Косоглазый хромой мужичок принес туго набитую командирскую полевую сумку и сказал Лешке-атаману:

– Я, товарищи, с убитых форму не снимал, как некоторые, и сумку эту сберег, хотя старуха моя сжечь ее хотела. Я эту сумку с комиссара убитого снял, за болотом его схоронил, документы в ней, бумаги казенные…

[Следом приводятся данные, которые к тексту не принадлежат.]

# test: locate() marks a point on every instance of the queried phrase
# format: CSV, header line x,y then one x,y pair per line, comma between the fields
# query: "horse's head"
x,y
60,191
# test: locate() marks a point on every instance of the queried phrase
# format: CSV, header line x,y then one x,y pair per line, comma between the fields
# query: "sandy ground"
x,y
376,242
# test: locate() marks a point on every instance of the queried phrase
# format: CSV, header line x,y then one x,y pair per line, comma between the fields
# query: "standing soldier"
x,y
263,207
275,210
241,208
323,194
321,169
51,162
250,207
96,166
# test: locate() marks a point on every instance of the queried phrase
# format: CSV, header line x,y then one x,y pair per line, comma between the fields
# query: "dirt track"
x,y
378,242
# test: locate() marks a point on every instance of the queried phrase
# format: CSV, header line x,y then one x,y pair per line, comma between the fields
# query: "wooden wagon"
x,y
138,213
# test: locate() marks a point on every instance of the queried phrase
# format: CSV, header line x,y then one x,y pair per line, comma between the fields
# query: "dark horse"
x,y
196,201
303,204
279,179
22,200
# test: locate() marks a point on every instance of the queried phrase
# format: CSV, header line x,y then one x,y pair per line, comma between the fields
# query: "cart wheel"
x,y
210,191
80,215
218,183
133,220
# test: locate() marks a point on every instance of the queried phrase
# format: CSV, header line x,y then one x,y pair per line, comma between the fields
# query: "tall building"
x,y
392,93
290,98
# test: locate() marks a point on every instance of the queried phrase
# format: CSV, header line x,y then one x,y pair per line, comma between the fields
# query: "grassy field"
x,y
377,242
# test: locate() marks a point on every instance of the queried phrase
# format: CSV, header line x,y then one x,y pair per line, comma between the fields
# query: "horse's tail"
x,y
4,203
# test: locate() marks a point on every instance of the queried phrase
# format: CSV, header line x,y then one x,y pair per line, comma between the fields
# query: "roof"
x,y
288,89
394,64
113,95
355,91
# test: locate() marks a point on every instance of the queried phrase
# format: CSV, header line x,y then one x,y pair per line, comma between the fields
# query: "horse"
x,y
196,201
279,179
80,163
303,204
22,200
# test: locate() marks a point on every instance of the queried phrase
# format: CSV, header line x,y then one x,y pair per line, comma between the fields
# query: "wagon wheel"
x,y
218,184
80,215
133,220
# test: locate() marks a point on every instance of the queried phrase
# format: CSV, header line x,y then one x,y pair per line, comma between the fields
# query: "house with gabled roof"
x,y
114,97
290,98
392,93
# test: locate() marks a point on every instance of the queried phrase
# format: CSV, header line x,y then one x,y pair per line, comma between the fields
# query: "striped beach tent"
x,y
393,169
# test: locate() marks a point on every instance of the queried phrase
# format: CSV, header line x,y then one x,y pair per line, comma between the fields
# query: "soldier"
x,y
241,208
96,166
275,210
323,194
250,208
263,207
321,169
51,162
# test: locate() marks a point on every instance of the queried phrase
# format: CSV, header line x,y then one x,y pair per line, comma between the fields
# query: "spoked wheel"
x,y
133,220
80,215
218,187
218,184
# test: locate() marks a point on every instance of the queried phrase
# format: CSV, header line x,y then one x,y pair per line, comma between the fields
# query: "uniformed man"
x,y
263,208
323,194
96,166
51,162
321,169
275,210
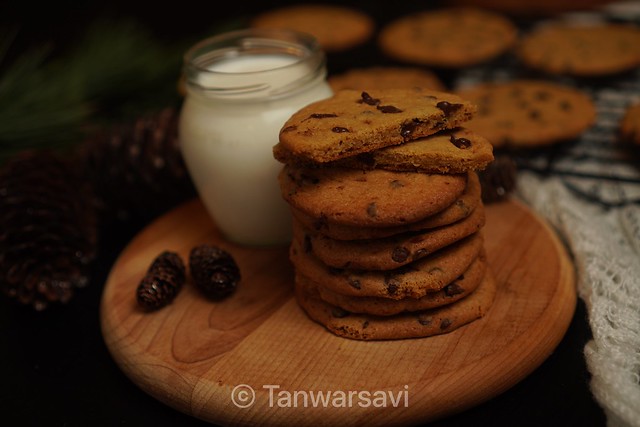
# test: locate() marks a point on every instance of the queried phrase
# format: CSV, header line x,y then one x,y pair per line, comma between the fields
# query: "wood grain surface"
x,y
199,356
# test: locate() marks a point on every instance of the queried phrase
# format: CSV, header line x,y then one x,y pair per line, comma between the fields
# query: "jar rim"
x,y
294,43
277,79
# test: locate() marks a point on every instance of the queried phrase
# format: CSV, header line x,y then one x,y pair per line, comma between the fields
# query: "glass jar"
x,y
240,89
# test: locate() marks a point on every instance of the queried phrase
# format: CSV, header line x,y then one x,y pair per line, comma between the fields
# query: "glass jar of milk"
x,y
240,89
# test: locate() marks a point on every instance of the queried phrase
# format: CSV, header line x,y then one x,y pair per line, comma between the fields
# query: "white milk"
x,y
235,107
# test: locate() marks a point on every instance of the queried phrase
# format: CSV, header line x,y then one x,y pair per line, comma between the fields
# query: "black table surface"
x,y
55,369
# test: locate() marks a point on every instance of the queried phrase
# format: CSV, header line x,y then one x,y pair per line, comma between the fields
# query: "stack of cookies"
x,y
387,213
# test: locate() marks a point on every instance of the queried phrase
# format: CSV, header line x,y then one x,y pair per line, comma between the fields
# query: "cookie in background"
x,y
448,37
337,28
581,49
529,113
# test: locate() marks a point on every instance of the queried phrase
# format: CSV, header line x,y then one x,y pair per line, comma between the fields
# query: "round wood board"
x,y
256,358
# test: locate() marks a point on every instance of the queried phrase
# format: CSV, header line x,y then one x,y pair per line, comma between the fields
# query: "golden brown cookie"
x,y
429,274
448,37
452,151
526,113
407,325
581,50
337,28
462,286
388,253
376,198
630,124
353,122
458,210
385,78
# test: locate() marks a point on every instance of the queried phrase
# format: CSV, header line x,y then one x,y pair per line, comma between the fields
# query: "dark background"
x,y
55,369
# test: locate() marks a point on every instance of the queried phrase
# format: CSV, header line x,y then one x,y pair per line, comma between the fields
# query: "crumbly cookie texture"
x,y
400,326
581,50
337,28
377,198
379,306
353,122
429,274
388,253
526,113
458,210
454,151
448,37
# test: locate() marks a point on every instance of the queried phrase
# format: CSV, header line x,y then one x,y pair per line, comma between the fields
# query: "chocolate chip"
x,y
396,183
339,129
565,105
461,143
372,210
392,287
407,129
321,222
420,253
400,254
367,159
445,324
367,99
339,312
307,244
389,109
447,107
354,283
334,271
424,322
460,204
322,115
453,289
306,179
542,95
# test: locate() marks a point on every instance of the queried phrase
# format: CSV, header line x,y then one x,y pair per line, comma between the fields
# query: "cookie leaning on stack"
x,y
387,231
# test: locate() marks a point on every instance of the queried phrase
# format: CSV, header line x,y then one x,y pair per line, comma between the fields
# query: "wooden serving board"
x,y
198,356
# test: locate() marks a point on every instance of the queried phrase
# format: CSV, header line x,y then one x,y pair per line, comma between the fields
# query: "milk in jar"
x,y
241,88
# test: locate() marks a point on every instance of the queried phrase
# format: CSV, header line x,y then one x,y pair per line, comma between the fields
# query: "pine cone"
x,y
162,282
214,271
136,168
48,229
499,179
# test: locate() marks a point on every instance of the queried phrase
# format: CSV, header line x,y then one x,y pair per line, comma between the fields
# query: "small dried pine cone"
x,y
214,271
162,282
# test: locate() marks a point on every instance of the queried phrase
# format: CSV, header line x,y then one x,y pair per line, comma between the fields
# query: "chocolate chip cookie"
x,y
375,198
458,210
337,28
581,50
429,274
388,253
448,37
453,151
407,325
528,113
353,122
461,287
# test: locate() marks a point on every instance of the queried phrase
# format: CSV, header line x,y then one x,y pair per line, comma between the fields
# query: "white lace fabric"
x,y
605,245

Лешка-атаман вытряхнул из сумки эти бумаги – рекомендации, анкеты, простреленный партбилет, пачка заявлений: «Прошу считать коммунистом…» и комплект красных партийных билетов, – как боеприпасы, по несчастью не доставленные в последний час умиравшим на передовой бойцам.

Колька Барашков крепко стиснул руку косоглазому мужичку, а Лешка-атаман разочарованно проговорил:

– А ценного в сумке ничего не было?

Мужичок закашлялся в смущении.

– Была там коробка «Казбек», так я скурил ее, – ответил он. – И начатая плитка шоколада была. Старуха детишек побаловала.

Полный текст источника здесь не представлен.